Di banyak kota besar, say Singapura, Tokyo, Hong Kong, atau Jakarta, tentu kebanyakan orang yang bergerak cepat, berjalan cepat, dan serbacepat lainnya. Seolah tak bisa lagi, atau jarang, menikmati segala sesuatu.

            Saya juga yang masih naik motor untuk berangkat serta pulang kerja—yang dulunya mungkin mampu santai menikmati jalan raya—sekarang pun hampir sering tergesa-gesa. Maklum, Jakarta, jarang ada pengendara yang mau mengalah, tidak seperti ujar salah satu dosen saya dahulu, yaitu di Jepang para pengendaranya masih mau mendahulukan orang lain di jalan.

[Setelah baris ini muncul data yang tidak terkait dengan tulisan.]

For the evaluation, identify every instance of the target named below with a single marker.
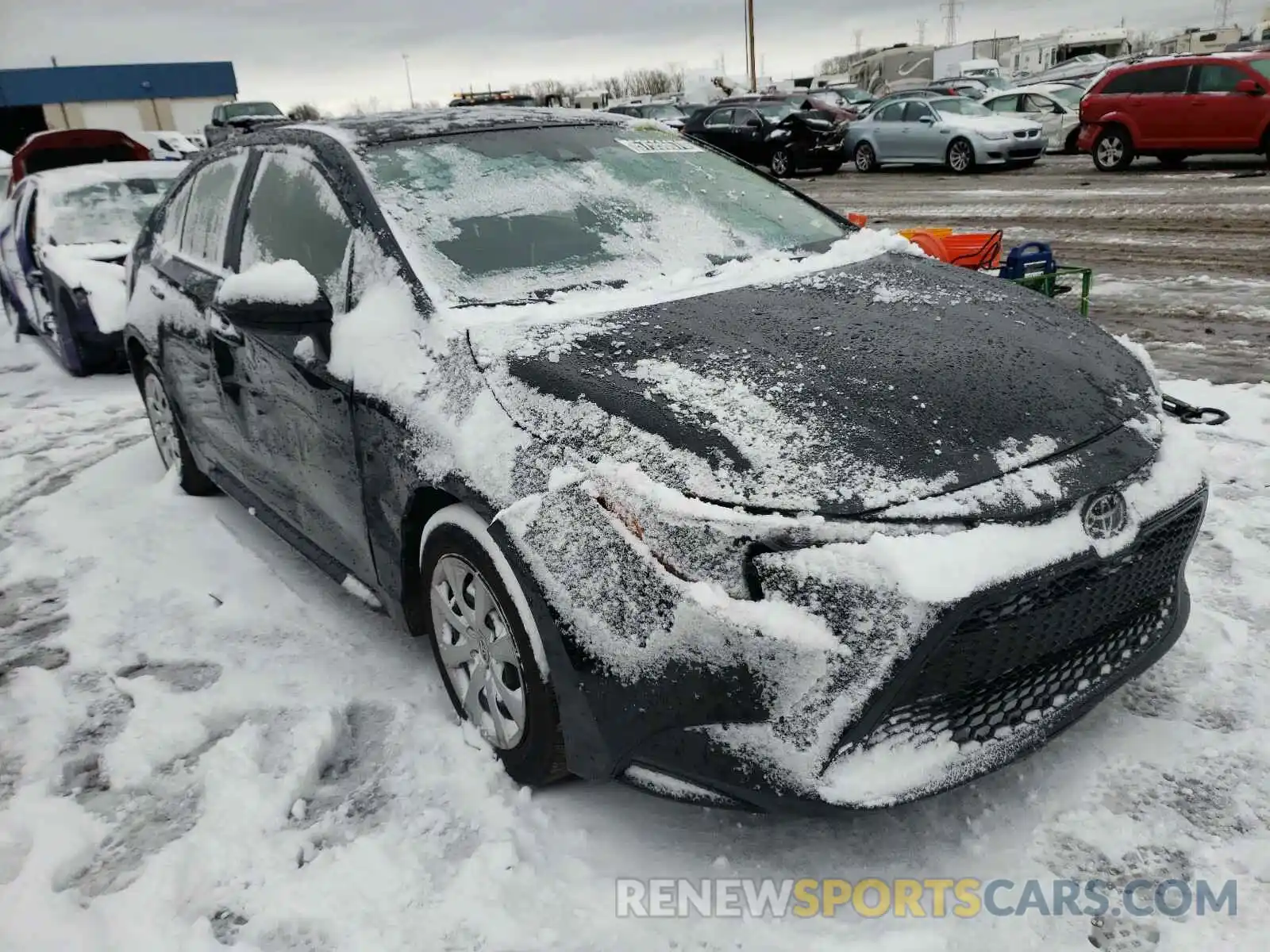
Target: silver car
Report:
(948, 131)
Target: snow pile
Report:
(285, 282)
(102, 281)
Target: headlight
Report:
(698, 541)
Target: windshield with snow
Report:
(501, 216)
(959, 106)
(237, 111)
(101, 211)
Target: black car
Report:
(772, 132)
(633, 437)
(668, 113)
(232, 120)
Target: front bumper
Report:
(997, 677)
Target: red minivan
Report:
(1176, 107)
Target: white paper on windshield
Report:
(654, 146)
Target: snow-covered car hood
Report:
(844, 393)
(991, 124)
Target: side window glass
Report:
(211, 194)
(295, 215)
(173, 220)
(1165, 79)
(1218, 79)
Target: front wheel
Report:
(483, 651)
(1113, 152)
(867, 160)
(960, 158)
(169, 438)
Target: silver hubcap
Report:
(478, 651)
(1110, 152)
(163, 424)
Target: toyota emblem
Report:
(1105, 516)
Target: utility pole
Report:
(952, 14)
(410, 89)
(751, 61)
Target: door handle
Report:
(222, 330)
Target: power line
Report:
(952, 14)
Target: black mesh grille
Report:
(1038, 621)
(995, 711)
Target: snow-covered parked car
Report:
(687, 480)
(64, 239)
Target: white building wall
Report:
(190, 114)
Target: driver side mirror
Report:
(279, 296)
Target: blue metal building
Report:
(177, 95)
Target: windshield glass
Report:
(502, 216)
(101, 211)
(664, 111)
(775, 112)
(959, 106)
(237, 111)
(1067, 95)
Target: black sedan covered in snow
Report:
(686, 480)
(772, 132)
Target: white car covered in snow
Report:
(63, 247)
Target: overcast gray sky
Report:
(333, 52)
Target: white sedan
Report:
(949, 131)
(1056, 106)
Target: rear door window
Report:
(211, 197)
(1005, 105)
(295, 215)
(1218, 78)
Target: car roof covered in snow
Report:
(82, 175)
(422, 124)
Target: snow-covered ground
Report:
(206, 743)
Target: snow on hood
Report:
(102, 281)
(844, 391)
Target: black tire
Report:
(1113, 150)
(16, 317)
(781, 164)
(960, 156)
(539, 757)
(194, 482)
(865, 158)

Semoga prinsip Isih Jam Pitu mengingatkan supaya kita masih mau menikmati momen. Waktu mengerjakan sesuatu. Tanpa terburu-buru. Walau memang mesti fleksibel dan tahu kapan perlu cepat atau lambat. Melambatlah sesaat. Saat merasa tergesa-gesa dan harus cepat, pikirkan, ataupun katakan, “Isih Jam Pitu.”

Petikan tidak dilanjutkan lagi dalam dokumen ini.